A perfect surveillance system of low prevalence areas should be sensitive to detect all outbreaks at an early stage, but at the same time specific, to avoid raising the alarm without necessity. Laveissière and others12 explored the idea of using samples collected on filter paper as a surveillance tool in Côte d'Ivoire. Higher population coverage was achieved by general health workers collecting samples on filter paper over a 2-month period than by a mobile team spending 10 days in the same region; the latter approach being five times more costly.

Whereas Laveissière and others used results of serological tests on filter paper samples to identify individual suspect cases, such approach could, in theory, also be used to identify “suspect villages” in analogy with the system of lot quality assurance sampling (LQAS) used to monitor vaccination coverage and other healthcare programs.13,14 In LQAS, the population is regrouped into lots and a random sample is then taken from each lot. The lot is rejected if the number of defects observed in the sample exceeds a maximum specified limit (or “threshold”). In our case, a village would be a lot and the number of defects in the sample would equate the number of positive results on HAT serological tests. Any LQAS scheme has to identify the sample size to be tested per lot and the “threshold” value within that sample that leads to rejection of the whole lot. For HAT surveillance, the scheme should take into account the probability of false positive serological results, which are more frequent at low prevalence of disease.

Different tests can be performed on blood samples collected on filter paper, such as micro-CATT, LATEX/T.b. gambiense and enzyme-linked immunosorbent assay (ELISA)/T.b. gambiense. Micro-CATT is a serological test that uses the same reagent as the CATT test.15 Several studies, although using different test protocols, report on validation of micro-CATT under field conditions.11,14,1618 Specificity estimates range from 93.7% to 100%; sensitivity was estimated to be 94% by Chappuis and others18 and 94.2% by Noireau and others.17 The LATEX/T.b. gambiense is a rapid LATEX agglutination test for detection of antibodies in patients infected with Trypanosoma brucei gambiense. The reagent consists of beads coated with a mixture of three variable surface antigens of bloodstream form trypanosomes.19 Penchenier and others20 evaluated LATEX/T.b. gambiense as a tool for mass screening in Cameroon and the Central African Republic. Sensitivity was 100%, whereas specificity ranged from 96.1% in the Central African Republic to 97.6% in Cameroon. The ELISA/T.b. gambiense is an antibody-detection test based on reaction of specific antibodies with purified variable surface glycoproteins from T.b. gambiense fixed in an ELISA plate.21 During a field evaluation in Sudan, Elrayah and others22 found specificities of 98.5% for ELISA/T.b. gambiense on plasma and on eluates from filter paper.
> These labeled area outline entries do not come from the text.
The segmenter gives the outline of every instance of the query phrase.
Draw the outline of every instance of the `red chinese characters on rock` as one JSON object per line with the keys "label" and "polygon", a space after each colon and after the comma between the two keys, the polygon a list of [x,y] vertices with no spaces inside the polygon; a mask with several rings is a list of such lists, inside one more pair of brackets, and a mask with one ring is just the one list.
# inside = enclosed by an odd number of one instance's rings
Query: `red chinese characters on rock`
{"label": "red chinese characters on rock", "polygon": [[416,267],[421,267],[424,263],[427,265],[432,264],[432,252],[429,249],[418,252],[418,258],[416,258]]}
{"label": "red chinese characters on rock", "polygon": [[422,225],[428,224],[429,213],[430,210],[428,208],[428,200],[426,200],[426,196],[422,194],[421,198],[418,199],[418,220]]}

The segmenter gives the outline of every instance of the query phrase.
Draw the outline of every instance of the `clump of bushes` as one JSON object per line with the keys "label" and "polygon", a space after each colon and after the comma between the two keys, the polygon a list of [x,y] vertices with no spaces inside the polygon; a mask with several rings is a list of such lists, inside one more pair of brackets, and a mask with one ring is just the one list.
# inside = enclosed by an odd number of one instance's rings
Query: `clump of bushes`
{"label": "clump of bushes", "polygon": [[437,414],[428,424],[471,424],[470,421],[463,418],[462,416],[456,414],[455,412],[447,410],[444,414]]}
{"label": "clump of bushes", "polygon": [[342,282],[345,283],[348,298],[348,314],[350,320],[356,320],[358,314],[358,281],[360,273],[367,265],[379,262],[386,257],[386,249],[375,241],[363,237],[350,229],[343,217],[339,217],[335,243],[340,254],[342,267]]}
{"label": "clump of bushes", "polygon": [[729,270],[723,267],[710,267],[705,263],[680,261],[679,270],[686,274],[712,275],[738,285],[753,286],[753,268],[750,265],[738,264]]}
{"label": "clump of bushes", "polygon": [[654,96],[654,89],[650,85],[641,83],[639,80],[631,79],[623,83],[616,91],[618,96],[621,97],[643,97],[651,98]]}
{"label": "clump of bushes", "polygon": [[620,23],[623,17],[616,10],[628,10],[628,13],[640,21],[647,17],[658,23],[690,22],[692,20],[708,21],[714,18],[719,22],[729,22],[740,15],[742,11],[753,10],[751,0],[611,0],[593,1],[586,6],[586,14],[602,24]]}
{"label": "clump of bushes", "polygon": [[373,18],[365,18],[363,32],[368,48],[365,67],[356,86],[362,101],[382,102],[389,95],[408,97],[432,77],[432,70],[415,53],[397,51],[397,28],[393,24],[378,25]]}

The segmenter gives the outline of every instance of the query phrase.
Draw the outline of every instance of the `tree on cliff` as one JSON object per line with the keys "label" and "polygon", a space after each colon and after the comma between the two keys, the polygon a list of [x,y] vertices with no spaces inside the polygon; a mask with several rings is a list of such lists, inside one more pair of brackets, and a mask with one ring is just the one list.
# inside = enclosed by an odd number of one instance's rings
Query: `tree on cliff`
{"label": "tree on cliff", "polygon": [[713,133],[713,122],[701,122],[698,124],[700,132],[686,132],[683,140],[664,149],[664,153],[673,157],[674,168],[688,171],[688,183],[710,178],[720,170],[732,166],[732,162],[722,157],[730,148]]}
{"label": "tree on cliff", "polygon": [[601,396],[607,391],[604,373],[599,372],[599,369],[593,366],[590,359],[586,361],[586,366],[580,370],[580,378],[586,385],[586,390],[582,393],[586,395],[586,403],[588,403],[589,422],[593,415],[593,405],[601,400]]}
The objectives of this study were 1) to compare the diagnostic accuracy of micro-CATT, LATEX/T.b. gambiense, and ELISA/T.b. gambiense on capillary blood samples collected on filter paper under field conditions (by mobile teams); and 2) to assess the potential of a LQAS-based surveillance system for outbreak detection of West African HAT in low prevalence areas.

Materials and methods

Study population.

The study population lives in two HAT-endemic regions in the DRC, East Kasai, and Bas-Congo, which were selected on the basis of different HAT prevalence levels. The HAT prevalence in East Kasai is estimated to be above 1%, in Bas Congo it is estimated at < 0.03% (Kande V, personal communication). For practical and ethical reasons, study subjects were recruited among the beneficiaries of the screening program of the national HAT control program. All those participating in the routine active case finding sessions by the mobile team were eligible, conditional on written informed consent from the study subject or his/her guardian. There were no age restrictions.

Sample size for estimation of diagnostic accuracy.

Assuming a specificity of 98%, a sample size of 1,600 true negatives is required to estimate specificity at a precision of 0.5%. Based on an expected sensitivity of micro-CATT, ELISA/T.b. gambiense, and LATEX/T.b. gambiense of 90% and a desired precision of 10%, we needed to recruit a minimum 35 true cases of HAT (i.e., confirmed with positive parasitology).

Data collection.

Mobile teams performed active case finding using the routine diagnostic protocols as prescribed by the national program. The CATT on whole blood was used as a screening test; those testing positive were subjected to a series of confirmation tests, which includes lymph node puncture, thick film examination, capillary tube centrifugation test (CTC), and miniature anion exchange column test (mAECT).23,24 Tests were performed sequentially and once parasitological confirmation was obtained no further confirmation tests were done. Any parasitologically confirmed patient was subjected to a lumbar puncture to determine the stage of the disease. In addition to those routine procedures, blood samples were taken on Whatman no. 4 filter paper, left to dry, and stored in a sealed plastic bag with silica gel at ambient temperature. Each sample was given a serial number and stored anonymously. The CATT whole blood and parasitology results were recorded under the same code number in a register. Plastic bags with filter paper samples were sent to the Institut National de Recherche Biomédicale (INRB) laboratory in Kinshasa by road or air transport. The time between blood collection and testing varied from a minimum of 1 week to a maximum of 2 months.

Laboratory procedures.

The filter papers were cut into pieces at INRB and were further processed at the INRB and at the Institute of Tropical Medicine (ITMA) in Antwerp; both laboratories performed micro-CATT, LATEX/T.b. gambiense, and ELISA/T.b. gambiense.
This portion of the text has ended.